Con la respiración agitada y el corazón encendido en brasas, Gianna no sabía que hacer. Estaba claro que el consejo no la apoyaba, sólo había pasado unos pocos días y ya los viejos estaban en su contra.

Unos golpes en la puerta de su despacho la sacaron de sus pensamientos, se levantó un poco con dificultad, su cuerpo dolía y estaba tan cansada, llevaba días sin poder dormir bien...

Sentía como las horas sin sueño le pasaban factura.

Al abrir, encontró a los cinco capos de la familia. Sus miradas eran duras, llenas de duda y cálculo. Ninguno ocultaba que esperaban que ella titubeara, que cediera, que se rindiera.

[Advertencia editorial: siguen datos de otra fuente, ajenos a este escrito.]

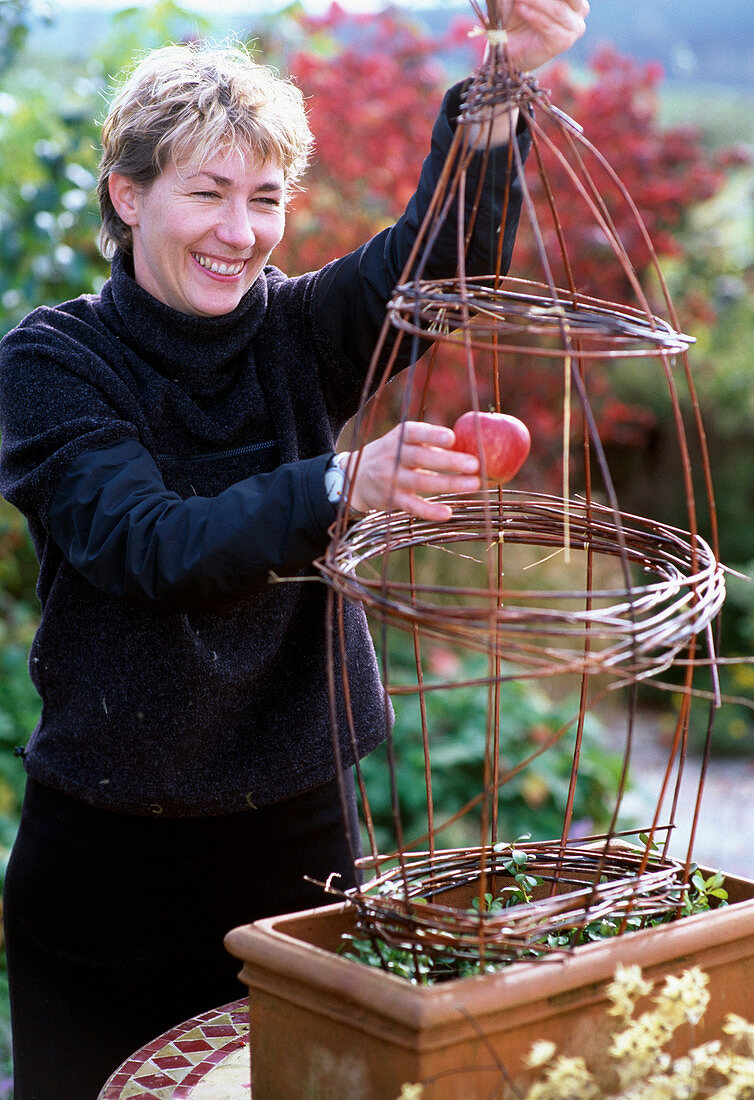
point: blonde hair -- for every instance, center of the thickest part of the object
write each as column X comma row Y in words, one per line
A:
column 183, row 105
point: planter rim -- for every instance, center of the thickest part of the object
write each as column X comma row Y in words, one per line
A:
column 268, row 947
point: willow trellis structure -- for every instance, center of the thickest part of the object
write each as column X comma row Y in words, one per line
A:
column 640, row 596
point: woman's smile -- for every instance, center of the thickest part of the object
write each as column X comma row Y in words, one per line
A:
column 225, row 218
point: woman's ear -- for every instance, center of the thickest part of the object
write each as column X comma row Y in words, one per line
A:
column 123, row 197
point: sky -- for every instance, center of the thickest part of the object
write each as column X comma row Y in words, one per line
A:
column 238, row 7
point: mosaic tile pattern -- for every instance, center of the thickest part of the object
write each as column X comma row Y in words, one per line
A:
column 205, row 1058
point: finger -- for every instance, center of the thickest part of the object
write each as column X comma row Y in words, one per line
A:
column 428, row 458
column 423, row 481
column 432, row 510
column 429, row 435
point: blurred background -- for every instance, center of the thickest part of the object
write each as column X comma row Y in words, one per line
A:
column 665, row 90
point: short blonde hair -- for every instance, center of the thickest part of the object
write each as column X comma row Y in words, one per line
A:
column 182, row 105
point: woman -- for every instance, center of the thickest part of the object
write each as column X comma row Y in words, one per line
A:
column 171, row 442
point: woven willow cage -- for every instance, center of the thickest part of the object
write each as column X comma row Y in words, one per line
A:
column 632, row 597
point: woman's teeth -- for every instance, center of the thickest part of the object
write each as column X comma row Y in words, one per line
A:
column 212, row 265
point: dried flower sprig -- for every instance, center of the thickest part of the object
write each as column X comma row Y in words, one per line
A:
column 642, row 1069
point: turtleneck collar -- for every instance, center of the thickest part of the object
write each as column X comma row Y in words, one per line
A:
column 200, row 352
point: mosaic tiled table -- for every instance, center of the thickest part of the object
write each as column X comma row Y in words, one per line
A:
column 205, row 1058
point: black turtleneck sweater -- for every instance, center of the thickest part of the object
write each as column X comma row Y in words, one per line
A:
column 166, row 464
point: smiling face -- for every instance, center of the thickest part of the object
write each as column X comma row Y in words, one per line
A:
column 201, row 237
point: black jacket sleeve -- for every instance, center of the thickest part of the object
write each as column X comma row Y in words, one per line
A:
column 351, row 293
column 118, row 525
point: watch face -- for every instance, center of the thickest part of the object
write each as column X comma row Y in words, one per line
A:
column 335, row 480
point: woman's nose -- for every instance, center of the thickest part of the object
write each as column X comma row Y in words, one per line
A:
column 236, row 229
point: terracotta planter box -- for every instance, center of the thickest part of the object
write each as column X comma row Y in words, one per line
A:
column 325, row 1027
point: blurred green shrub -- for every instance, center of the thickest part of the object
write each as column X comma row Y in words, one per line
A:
column 534, row 801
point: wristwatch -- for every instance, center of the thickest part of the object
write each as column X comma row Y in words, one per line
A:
column 335, row 477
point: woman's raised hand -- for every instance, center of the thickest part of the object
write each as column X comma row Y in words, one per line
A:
column 412, row 461
column 539, row 30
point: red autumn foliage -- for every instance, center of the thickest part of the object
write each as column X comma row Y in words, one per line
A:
column 374, row 86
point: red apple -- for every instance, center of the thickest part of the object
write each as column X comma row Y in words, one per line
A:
column 504, row 442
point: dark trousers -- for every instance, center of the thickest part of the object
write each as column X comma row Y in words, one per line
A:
column 115, row 923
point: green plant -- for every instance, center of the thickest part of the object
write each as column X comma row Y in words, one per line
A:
column 533, row 801
column 699, row 895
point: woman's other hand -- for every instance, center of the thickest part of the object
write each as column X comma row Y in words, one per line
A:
column 539, row 30
column 410, row 462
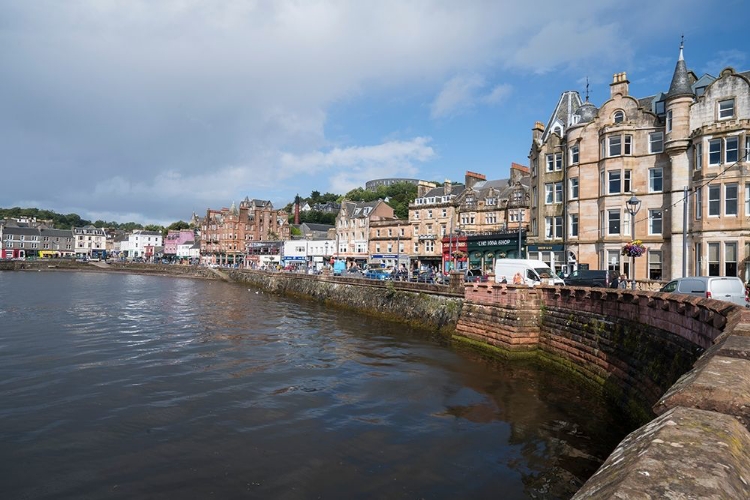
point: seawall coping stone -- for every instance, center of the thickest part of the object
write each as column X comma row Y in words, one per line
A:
column 683, row 454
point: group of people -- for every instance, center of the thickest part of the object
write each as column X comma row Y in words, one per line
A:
column 517, row 279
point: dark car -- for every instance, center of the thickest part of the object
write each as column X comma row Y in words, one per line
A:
column 593, row 277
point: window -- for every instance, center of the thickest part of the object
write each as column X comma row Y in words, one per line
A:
column 615, row 145
column 714, row 203
column 626, row 223
column 698, row 161
column 574, row 225
column 656, row 142
column 730, row 152
column 714, row 151
column 730, row 199
column 554, row 162
column 713, row 260
column 574, row 154
column 726, row 109
column 552, row 227
column 654, row 265
column 574, row 188
column 613, row 222
column 730, row 259
column 654, row 222
column 655, row 180
column 620, row 145
column 615, row 181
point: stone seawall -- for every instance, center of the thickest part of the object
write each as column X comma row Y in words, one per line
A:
column 640, row 347
column 434, row 307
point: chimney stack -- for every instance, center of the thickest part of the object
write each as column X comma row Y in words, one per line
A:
column 619, row 84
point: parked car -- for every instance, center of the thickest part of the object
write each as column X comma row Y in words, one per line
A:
column 601, row 278
column 727, row 288
column 530, row 272
column 423, row 277
column 377, row 274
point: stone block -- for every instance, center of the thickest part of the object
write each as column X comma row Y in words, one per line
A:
column 717, row 383
column 683, row 454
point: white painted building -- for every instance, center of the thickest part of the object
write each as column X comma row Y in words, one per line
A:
column 89, row 241
column 141, row 244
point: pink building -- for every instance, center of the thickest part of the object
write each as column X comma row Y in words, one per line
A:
column 174, row 239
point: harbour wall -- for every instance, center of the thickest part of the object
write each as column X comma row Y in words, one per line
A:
column 682, row 363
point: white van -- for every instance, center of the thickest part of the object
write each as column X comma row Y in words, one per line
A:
column 728, row 288
column 533, row 272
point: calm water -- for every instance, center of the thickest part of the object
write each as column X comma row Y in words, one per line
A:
column 116, row 386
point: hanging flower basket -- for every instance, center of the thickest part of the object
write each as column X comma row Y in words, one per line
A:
column 633, row 249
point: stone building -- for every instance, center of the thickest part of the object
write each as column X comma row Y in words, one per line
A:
column 593, row 168
column 244, row 235
column 353, row 229
column 390, row 243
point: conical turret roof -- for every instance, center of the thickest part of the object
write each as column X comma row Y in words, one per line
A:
column 681, row 84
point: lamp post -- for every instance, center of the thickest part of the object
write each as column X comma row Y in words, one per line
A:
column 633, row 205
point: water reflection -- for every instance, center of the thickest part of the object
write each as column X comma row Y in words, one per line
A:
column 139, row 386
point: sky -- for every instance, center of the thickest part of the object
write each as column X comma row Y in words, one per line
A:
column 149, row 111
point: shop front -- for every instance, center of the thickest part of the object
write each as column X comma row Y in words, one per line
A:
column 484, row 249
column 455, row 253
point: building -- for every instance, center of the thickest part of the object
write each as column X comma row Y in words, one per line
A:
column 90, row 242
column 374, row 184
column 56, row 242
column 432, row 215
column 353, row 229
column 175, row 238
column 390, row 243
column 307, row 254
column 249, row 235
column 630, row 169
column 19, row 240
column 141, row 244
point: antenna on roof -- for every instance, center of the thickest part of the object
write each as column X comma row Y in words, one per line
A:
column 587, row 89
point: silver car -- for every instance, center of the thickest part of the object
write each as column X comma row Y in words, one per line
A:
column 727, row 288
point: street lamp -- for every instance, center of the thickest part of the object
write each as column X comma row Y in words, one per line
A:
column 633, row 205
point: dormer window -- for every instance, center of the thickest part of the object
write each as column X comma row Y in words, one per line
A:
column 726, row 109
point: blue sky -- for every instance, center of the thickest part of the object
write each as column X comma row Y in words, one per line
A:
column 135, row 110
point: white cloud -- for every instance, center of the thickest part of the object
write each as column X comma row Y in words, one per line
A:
column 726, row 58
column 162, row 106
column 462, row 93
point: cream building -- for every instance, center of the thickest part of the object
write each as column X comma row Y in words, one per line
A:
column 686, row 148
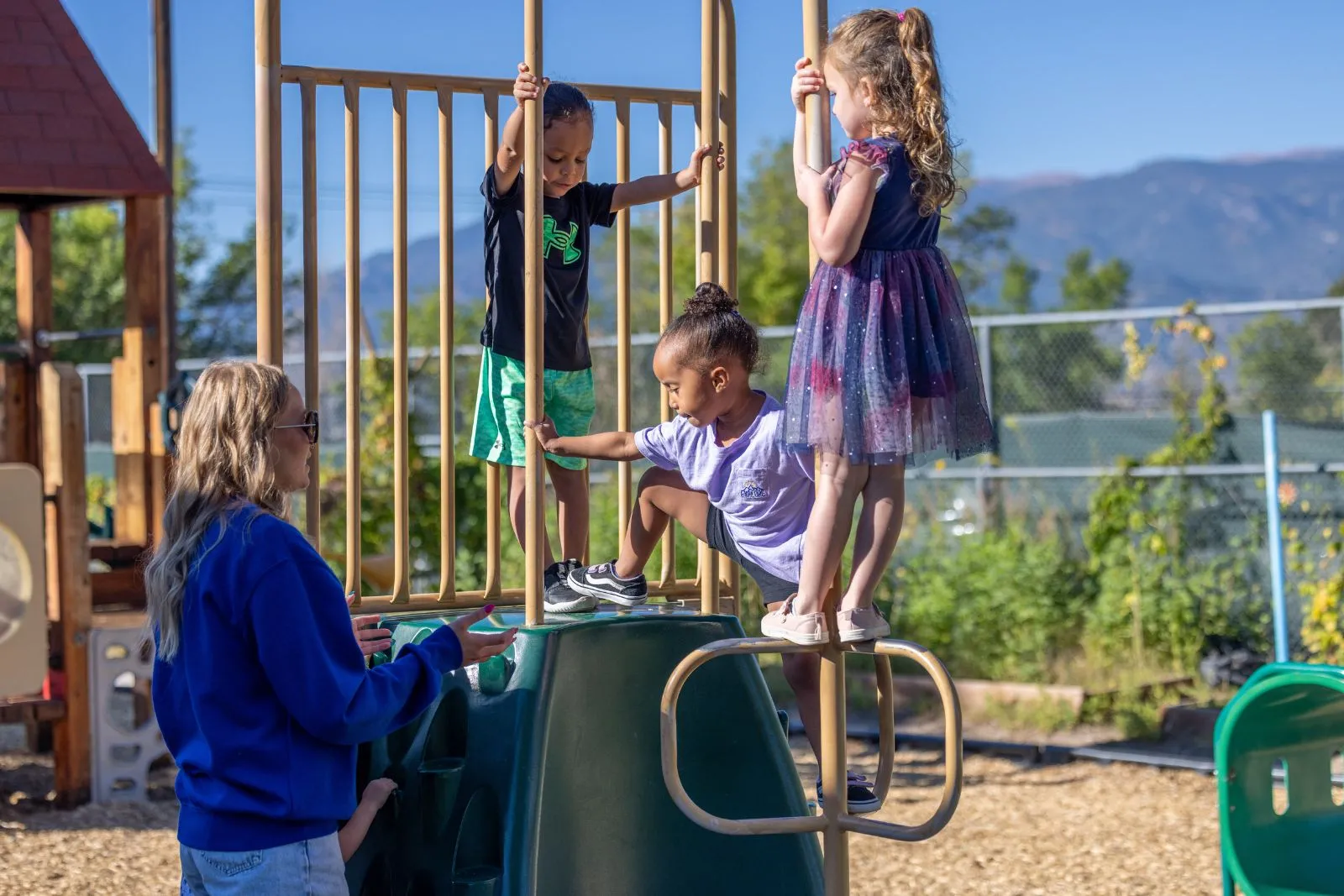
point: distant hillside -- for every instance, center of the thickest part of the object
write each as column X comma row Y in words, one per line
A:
column 1236, row 230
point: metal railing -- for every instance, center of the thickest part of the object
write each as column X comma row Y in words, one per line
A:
column 714, row 109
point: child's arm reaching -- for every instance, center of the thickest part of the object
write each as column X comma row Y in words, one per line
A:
column 658, row 187
column 600, row 446
column 353, row 835
column 835, row 230
column 508, row 160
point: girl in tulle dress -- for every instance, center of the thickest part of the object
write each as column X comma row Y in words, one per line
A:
column 884, row 369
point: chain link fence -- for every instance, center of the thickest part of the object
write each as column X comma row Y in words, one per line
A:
column 1074, row 396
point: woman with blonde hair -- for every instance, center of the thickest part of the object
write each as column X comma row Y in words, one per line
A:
column 260, row 685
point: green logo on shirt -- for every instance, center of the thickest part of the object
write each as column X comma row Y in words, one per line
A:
column 555, row 238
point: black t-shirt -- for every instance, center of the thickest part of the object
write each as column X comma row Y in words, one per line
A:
column 564, row 244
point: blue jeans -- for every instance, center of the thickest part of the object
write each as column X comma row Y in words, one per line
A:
column 307, row 868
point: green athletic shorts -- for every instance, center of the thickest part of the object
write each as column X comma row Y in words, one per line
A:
column 497, row 432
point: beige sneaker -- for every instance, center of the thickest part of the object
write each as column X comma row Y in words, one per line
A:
column 864, row 624
column 806, row 627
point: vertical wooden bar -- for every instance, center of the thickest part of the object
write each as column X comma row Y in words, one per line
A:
column 835, row 841
column 492, row 470
column 401, row 434
column 707, row 203
column 535, row 309
column 165, row 155
column 69, row 589
column 312, row 385
column 730, row 573
column 270, row 224
column 669, row 574
column 354, row 324
column 447, row 403
column 136, row 375
column 625, row 492
column 17, row 414
column 33, row 295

—Gianna —comenzó Vittorio Mancini, el más veterano— El clan necesita estabilidad. No podemos permitir que la sangre nos nuble el juicio.

—No estoy aquí para discutir estabilidad —respondió ella con voz firme sin dejarse intimidar por este viejo consejero— Estoy aquí para liderar. Y para que quede claro, ni uno solo de ustedes decidirá mi camino.

Los hombres intercambiaron miradas.

Alfonso Rizzo permaneció al lado, impasible, observándola como un lobo que evalúa a su presa.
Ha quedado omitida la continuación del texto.